Many parents prefer not to use a night light in their child's room for fear that it will disturb their child's sleep. However, there are studies that show how a red night light can help a child of any age sleep better.
1. Red light and melatonin - There is scientific evidence that "red light"(Health.com, Hindawi.com, www.ncbi.nlm.nih.gov ) promotes the production of melatonin, the sleep hormone. Melatonin lowers heart rate, relaxes muscles and reduces the risk of breast, ovarian and prostate cancer and has been reported to be a powerful antioxidant and free radical scavenger It has also been shown that melatonin is twice as active as vitamin E and is capable of aiding long-term memory. Blue light blocks melatonin.
2. Scary dreams - Young, preschoolers often imagine that there are monsters lurking in the dark corner of their room. A dim red night light can help calm their fears and remove the scary shadows, without being too bright to disturb their sleep.
3. Waking up at midnight to go to the bathroom or drink - Once your baby moves from the crib to the big bed, they often feel the need to go to the bathroom or drink some water in the middle of the night. This pattern can continue long into childhood. If their room is
completely dark, they may feel frightened or unable to find their way to the bathroom or find their bottle on the bedside table. A warm, gentle night light will be enough to help them find their way. Don't worry! Around the age of 5 they will begin to be more independent.

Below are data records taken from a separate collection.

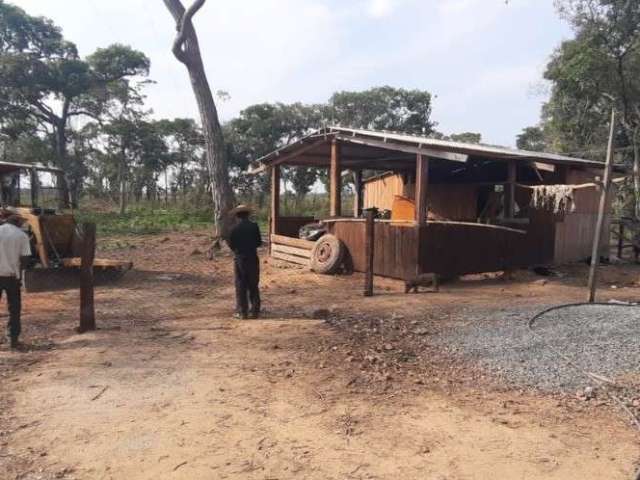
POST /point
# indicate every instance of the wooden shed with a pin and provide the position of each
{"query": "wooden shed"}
(457, 208)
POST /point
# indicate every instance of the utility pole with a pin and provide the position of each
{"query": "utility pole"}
(604, 194)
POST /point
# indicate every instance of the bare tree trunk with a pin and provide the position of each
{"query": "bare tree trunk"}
(187, 51)
(61, 153)
(123, 188)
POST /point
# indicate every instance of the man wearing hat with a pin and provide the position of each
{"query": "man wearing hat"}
(244, 240)
(14, 250)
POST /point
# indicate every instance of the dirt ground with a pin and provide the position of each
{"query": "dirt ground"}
(172, 387)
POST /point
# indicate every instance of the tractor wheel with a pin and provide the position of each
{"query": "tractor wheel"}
(327, 254)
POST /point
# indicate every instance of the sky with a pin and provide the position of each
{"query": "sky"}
(482, 60)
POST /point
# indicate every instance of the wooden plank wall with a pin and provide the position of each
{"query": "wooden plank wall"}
(395, 247)
(290, 226)
(380, 193)
(452, 202)
(457, 249)
(575, 230)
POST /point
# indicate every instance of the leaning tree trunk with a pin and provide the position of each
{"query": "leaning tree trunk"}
(636, 171)
(61, 154)
(187, 50)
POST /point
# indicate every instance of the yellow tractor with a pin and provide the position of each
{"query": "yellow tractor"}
(55, 237)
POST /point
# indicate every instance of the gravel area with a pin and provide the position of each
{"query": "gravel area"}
(601, 339)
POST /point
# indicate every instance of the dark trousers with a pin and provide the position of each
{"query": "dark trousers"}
(11, 286)
(247, 272)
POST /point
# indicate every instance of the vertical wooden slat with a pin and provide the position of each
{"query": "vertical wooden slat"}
(358, 200)
(275, 198)
(422, 180)
(510, 190)
(336, 181)
(87, 310)
(369, 232)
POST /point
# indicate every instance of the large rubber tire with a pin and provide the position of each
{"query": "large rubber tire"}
(327, 255)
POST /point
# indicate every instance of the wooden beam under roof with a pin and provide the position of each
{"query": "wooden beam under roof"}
(428, 152)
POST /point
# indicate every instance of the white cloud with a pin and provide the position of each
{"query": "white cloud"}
(381, 8)
(473, 54)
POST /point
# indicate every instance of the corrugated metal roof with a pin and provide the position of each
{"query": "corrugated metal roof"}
(429, 145)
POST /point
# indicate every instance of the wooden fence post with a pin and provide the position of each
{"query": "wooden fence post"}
(620, 238)
(604, 194)
(369, 233)
(87, 310)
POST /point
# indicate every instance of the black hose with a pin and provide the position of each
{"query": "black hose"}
(579, 304)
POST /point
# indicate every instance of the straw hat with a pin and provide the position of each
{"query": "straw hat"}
(241, 209)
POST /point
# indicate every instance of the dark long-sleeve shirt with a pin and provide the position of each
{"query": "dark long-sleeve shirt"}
(245, 238)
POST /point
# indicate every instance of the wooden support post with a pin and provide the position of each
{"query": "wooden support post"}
(358, 200)
(335, 194)
(35, 187)
(275, 198)
(604, 194)
(510, 190)
(87, 310)
(620, 238)
(422, 187)
(369, 234)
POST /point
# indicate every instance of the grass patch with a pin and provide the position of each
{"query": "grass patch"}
(144, 221)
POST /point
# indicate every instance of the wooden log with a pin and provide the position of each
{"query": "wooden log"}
(292, 242)
(422, 181)
(604, 194)
(369, 233)
(275, 198)
(290, 258)
(87, 309)
(620, 239)
(335, 193)
(35, 187)
(358, 201)
(510, 190)
(298, 252)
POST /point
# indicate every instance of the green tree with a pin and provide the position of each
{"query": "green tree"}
(597, 70)
(532, 139)
(185, 143)
(382, 108)
(43, 79)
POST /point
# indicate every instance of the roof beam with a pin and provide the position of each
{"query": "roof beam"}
(454, 157)
(283, 158)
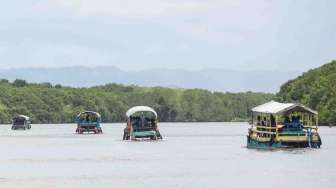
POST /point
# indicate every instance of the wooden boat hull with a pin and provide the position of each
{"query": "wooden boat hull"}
(272, 144)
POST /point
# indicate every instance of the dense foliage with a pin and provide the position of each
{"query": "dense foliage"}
(46, 103)
(315, 88)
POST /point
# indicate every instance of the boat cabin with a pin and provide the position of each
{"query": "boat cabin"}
(277, 124)
(89, 122)
(21, 122)
(141, 123)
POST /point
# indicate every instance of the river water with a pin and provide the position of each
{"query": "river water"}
(190, 155)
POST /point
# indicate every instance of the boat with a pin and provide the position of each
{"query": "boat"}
(88, 121)
(21, 122)
(283, 125)
(141, 123)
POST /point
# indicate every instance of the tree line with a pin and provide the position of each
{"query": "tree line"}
(47, 103)
(316, 89)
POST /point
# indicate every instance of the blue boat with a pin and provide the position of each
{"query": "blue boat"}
(141, 123)
(283, 125)
(21, 122)
(89, 122)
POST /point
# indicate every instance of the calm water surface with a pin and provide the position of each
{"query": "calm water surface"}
(191, 155)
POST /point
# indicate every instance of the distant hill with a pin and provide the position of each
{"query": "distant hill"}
(210, 79)
(46, 103)
(315, 88)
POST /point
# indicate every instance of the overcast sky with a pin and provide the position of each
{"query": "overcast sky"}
(189, 34)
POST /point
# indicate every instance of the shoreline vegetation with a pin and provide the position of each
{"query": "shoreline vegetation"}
(53, 104)
(47, 103)
(315, 89)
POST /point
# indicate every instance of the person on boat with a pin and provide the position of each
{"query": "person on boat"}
(87, 118)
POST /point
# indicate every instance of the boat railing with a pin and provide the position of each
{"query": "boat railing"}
(266, 130)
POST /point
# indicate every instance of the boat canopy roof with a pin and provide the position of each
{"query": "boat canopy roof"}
(140, 109)
(22, 117)
(89, 112)
(274, 107)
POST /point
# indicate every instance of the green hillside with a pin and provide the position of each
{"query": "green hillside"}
(315, 88)
(46, 103)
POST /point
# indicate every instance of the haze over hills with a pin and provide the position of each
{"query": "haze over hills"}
(211, 79)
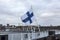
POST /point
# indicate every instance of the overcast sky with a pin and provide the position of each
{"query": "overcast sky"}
(46, 12)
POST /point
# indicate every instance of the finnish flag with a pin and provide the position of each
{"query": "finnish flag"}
(28, 17)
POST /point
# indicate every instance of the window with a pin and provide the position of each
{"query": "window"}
(26, 36)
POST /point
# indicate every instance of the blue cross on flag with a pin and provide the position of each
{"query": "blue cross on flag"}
(27, 18)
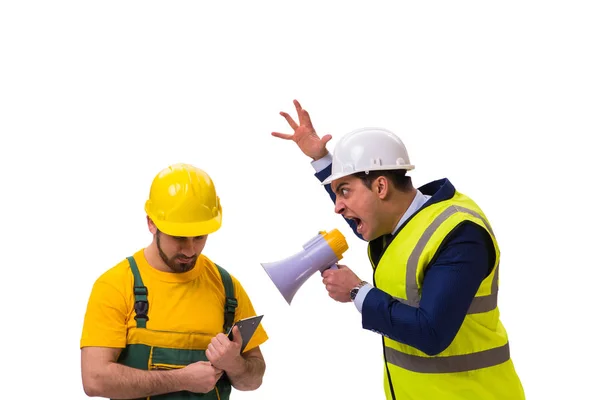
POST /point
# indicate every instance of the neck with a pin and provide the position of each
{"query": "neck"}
(398, 205)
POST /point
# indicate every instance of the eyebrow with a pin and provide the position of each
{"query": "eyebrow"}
(340, 187)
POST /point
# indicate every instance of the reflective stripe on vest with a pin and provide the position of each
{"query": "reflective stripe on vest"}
(480, 304)
(448, 364)
(455, 363)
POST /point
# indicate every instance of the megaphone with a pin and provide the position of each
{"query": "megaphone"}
(320, 253)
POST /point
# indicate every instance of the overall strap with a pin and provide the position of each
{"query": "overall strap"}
(230, 300)
(141, 295)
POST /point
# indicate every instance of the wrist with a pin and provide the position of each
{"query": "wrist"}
(356, 288)
(178, 378)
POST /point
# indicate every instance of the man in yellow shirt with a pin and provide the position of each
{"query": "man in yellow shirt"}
(156, 323)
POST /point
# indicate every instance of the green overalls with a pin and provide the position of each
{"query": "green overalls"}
(149, 356)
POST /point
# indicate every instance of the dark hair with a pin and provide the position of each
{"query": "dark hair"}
(396, 176)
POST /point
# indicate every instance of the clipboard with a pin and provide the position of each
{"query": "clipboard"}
(247, 327)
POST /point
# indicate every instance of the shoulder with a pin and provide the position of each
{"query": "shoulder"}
(469, 243)
(118, 278)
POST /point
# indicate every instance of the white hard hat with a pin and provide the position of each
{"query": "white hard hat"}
(368, 149)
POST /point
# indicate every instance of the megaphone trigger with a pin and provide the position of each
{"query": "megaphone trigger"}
(320, 253)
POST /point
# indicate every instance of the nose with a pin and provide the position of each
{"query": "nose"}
(187, 247)
(340, 207)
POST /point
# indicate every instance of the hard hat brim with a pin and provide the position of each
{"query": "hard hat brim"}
(339, 175)
(192, 229)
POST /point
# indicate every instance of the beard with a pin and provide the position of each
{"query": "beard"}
(173, 263)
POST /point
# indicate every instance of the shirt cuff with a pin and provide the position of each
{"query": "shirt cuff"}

4. Lost teddy bears or pacifiers - The dreaded 2am call. Your baby has lost his pacifier, teddy bear or blanket somewhere. It's hard to find it in the dark, but a warm red night light gives you just enough vision to find your beloved bedmate and get everyone back to sleep faster, without having to turn on 'blinding main light.
5. A quick check from mom and dad - As parents, we always like to check on our little ones before bed. It's hard to do this in a dark room, so a night light makes it easier to check that the kids are asleep and that the covers have been tucked in, without having to look for the hallway light.